6. Theoretical and Empirical Insights, Limitations, and Future Directions

Theoretical analysis shows that eliminating consensus reliance (setting $\beta \leq 0$), trajectory-aware scoring, and dynamic, consistency-driven role allocation collectively reduce error amplification and increase robustness under adversarial attack or communication failure (Cui et al., 14 Sep 2025, Zhang et al., 14 Nov 2025). MADC mechanisms generalize across debate topologies (dense, sparse, chained), agent pools, and evidence-gated frameworks. Limitations include sensitivity to output format mismatches (lexical divergence), computational overhead for large agent pools ($O(n^2)$ in some score aggregations), and possible collective “agreement” on incorrect answers.

Extensions under investigation include embedding-based semantic consistency, adaptive weighting via meta-learning, robust aggregation through spectral or topological methods, and dynamic agent composition. Open challenges remain regarding semantic generalization, adversarial robustness, domain adaptation, and multilingual consistency.

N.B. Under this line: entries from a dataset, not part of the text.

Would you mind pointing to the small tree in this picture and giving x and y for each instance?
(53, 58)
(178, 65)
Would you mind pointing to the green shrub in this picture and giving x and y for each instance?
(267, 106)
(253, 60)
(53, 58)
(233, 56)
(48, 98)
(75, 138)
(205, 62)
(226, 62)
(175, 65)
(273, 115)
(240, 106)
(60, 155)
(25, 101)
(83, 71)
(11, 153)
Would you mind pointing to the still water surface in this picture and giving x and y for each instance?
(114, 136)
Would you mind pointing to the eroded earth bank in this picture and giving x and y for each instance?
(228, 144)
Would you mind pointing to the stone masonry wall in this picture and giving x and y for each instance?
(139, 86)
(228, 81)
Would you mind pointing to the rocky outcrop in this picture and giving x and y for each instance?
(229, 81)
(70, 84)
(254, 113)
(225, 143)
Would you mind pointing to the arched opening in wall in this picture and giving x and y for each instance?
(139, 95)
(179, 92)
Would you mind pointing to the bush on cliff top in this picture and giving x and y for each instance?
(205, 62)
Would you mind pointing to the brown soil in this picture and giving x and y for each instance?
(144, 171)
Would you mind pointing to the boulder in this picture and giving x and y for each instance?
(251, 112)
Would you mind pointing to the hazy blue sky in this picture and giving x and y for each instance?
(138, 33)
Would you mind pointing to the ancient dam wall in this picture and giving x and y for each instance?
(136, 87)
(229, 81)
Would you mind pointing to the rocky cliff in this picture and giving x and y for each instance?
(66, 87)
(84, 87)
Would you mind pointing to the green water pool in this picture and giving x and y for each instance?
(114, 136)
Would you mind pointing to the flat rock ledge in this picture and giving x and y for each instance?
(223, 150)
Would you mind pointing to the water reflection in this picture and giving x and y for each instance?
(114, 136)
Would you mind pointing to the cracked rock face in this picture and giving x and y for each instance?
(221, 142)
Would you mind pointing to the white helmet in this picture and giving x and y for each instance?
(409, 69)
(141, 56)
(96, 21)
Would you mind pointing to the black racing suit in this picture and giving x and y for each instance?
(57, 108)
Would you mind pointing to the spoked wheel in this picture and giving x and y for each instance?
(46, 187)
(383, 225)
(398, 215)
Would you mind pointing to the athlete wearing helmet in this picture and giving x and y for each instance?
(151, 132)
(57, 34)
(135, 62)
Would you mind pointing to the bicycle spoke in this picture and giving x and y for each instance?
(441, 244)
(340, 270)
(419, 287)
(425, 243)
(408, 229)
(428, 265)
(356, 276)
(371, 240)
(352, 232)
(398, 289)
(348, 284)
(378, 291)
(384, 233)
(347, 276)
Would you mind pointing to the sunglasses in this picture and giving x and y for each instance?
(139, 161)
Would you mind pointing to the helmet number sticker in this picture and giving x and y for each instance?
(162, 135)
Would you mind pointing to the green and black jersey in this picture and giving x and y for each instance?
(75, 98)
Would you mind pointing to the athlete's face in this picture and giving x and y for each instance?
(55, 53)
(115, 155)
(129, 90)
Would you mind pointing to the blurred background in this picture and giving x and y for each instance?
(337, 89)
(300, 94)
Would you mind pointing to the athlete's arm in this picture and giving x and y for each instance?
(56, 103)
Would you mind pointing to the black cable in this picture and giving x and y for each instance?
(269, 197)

7. Summary Table: MADC Mechanisms and Performance Gains

Framework	Core Mechanism	Maximum Consistency Gain	Key Limitation
Free-MAD (Cui et al., 14 Sep 2025)	Score-based, anti-conformity	+16% accuracy (R=1, anti-conformity)	“Stubbornness” under pure anti-conformity
MADC (Zhang et al., 14 Nov 2025)	Path consistency ordering	+9.6% vs. Fixed; up to +22% (Truth Last)	Output format dependency, scalability
MADKE (Wang et al., 2023)	Shared evidence, self-selection	+10% (FEVER), +8.8% (FEVEROUS)	Noise sensitivity, retrieval quality
MAD-Fact (Ning et al., 27 Oct 2025)	Weighted claim aggregation	Best in 8/10 F1 comparisons	Lexical divergence, debate cost

All mechanisms exhibit improved stability, fairness, and scaling for multi-agent reasoning and verification tasks. MADC provides a rigorous, extensible foundation for robust group decision-making in model-ensembled LLM environments.